「それにしても、最近はヤツらの数が多いですね」


ファルスはそう言うと、外を見遣った。

それからツカツカとディーノの横まで進むと、カーテンを引き、窓を隠した。

真っ黒なカーテンが日の光を遮る。

そんなファルスの様子に、ディーノはまた微苦笑した。


「今度は何かな?」


顎に手を当て困ったように笑う主にしかし、ファルスは眉ひとつ動かすことなく「殺気を感じましたので」と答えた。


「相変わらず、お前は心配性だな、ファルス」

「そう思われるのなら、少し御身を大事にしていただきたいものです。私にとってディーノ様のいない世界など価値はありませんから」


真顔でそう答えるファルスにディーノは大袈裟に手を広げて見せるとうれしそうに瞳を細めながらも「困ったものだな」と別の意味でため息をついてみせた。

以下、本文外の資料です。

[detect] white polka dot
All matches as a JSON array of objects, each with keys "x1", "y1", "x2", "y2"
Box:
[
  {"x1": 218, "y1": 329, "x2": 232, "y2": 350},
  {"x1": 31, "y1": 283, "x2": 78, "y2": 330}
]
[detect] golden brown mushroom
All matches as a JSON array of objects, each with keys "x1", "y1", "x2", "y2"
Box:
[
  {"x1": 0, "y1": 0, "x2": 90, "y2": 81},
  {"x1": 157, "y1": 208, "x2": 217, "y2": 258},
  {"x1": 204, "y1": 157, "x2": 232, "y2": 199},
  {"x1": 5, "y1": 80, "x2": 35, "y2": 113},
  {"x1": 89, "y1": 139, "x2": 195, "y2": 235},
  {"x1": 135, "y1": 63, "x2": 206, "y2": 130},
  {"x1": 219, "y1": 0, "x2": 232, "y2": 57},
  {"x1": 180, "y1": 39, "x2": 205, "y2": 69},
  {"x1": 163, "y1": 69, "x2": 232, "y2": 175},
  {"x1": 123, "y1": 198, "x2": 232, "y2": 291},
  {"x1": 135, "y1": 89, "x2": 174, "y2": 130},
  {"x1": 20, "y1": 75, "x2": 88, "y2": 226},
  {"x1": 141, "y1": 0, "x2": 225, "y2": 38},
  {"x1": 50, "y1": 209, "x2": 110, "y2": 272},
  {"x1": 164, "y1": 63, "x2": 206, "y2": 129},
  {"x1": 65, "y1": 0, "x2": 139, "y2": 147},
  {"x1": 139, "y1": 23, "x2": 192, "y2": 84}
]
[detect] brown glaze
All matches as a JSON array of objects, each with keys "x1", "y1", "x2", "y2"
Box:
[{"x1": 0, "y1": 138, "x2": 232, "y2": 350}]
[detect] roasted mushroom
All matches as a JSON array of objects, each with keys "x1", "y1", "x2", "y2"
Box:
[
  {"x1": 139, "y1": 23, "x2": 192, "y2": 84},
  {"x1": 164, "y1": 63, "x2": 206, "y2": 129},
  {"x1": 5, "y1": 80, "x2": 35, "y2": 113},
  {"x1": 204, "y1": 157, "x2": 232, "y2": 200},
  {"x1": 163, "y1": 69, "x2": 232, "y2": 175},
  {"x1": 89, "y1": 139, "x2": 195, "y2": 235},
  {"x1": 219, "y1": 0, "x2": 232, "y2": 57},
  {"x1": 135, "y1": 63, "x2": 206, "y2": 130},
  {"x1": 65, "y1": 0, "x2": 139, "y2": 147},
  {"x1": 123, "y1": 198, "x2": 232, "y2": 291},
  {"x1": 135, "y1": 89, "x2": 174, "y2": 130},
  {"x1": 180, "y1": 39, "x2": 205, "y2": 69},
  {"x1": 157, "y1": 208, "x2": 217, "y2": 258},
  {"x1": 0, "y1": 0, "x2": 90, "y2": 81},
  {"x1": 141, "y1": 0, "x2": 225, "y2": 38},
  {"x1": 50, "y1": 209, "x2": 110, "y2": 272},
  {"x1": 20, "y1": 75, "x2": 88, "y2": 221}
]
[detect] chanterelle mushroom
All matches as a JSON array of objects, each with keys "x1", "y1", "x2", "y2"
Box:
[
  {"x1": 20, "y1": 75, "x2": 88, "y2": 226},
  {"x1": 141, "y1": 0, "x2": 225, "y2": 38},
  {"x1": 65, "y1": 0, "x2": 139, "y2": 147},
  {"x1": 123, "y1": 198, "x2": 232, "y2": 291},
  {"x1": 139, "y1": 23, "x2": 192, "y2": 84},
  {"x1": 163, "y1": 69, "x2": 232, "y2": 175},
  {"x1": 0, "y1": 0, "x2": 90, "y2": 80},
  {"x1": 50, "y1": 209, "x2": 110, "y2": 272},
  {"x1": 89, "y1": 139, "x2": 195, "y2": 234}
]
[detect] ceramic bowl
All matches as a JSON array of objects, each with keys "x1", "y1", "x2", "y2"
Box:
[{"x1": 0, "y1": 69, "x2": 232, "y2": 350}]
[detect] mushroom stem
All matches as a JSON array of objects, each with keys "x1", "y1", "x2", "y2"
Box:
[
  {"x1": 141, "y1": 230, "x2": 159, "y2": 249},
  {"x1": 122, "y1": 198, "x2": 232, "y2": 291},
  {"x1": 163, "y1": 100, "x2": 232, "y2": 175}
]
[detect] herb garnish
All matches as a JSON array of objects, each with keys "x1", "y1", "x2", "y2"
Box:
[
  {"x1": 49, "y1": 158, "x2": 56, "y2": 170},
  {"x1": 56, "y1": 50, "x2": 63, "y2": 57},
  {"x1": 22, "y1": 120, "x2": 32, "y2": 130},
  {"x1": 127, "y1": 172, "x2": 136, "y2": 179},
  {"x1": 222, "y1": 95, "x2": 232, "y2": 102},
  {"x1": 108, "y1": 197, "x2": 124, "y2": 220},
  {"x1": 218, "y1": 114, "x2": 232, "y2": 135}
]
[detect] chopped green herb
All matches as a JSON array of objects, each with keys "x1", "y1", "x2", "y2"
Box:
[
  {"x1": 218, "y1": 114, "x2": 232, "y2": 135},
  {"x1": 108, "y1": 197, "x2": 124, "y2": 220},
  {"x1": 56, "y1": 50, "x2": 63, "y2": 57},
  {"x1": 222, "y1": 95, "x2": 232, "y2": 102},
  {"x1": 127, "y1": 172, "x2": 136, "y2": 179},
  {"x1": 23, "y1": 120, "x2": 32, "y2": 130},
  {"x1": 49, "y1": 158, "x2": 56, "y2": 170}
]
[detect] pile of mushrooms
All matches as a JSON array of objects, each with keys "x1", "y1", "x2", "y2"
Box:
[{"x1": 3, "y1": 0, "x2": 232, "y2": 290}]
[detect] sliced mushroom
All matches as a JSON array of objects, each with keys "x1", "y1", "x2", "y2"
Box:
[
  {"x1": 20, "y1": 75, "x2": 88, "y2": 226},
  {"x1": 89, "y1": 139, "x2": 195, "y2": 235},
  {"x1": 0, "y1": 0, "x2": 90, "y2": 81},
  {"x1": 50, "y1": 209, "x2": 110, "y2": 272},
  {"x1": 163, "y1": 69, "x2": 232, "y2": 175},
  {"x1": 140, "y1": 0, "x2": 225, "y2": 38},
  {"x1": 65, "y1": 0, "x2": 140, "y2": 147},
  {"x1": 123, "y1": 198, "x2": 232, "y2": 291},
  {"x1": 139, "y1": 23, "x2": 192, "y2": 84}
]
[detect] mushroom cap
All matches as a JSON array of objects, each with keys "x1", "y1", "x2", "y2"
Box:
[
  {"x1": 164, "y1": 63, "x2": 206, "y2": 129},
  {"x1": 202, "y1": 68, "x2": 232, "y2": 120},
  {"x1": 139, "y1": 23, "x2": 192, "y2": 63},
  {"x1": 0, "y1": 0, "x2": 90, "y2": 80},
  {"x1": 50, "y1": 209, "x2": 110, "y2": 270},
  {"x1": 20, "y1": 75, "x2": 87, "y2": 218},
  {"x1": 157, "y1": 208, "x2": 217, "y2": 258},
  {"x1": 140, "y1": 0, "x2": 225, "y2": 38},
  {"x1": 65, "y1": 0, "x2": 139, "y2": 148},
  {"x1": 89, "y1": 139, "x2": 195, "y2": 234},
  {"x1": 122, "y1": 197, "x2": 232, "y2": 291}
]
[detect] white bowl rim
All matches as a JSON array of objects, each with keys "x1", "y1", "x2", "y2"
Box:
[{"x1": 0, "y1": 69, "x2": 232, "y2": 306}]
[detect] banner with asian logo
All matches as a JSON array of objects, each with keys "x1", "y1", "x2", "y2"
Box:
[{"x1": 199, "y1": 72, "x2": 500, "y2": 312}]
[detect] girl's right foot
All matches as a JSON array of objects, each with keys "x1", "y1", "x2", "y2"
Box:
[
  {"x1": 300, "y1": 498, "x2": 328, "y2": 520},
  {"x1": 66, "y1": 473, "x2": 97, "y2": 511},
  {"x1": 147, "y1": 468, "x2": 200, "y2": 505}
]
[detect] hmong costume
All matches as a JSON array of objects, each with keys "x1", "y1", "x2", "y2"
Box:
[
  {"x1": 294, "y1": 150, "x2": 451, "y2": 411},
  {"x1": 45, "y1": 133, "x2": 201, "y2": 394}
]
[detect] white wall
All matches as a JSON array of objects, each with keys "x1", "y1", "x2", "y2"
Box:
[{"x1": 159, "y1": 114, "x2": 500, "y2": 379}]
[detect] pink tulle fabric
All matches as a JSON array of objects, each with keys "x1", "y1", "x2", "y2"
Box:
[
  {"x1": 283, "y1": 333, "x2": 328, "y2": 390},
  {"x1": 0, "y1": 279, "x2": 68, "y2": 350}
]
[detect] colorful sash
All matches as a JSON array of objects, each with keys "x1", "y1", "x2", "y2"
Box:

「ウズベクト(この世界)をまだ諦めきれないようだな」


言いながらディーノはカーテンをつまみ持ち、その隙間から外をのぞき見る。

崩れたレンガの屋根の上に黒い影がちらちらとこちらを窺うように這い出てくる。

日に照らされた影達には瞳も、そして鼻も口もない。

ただ真っ平らな黒い顔がまっすぐにディーノたちのいる方向を見つめていた。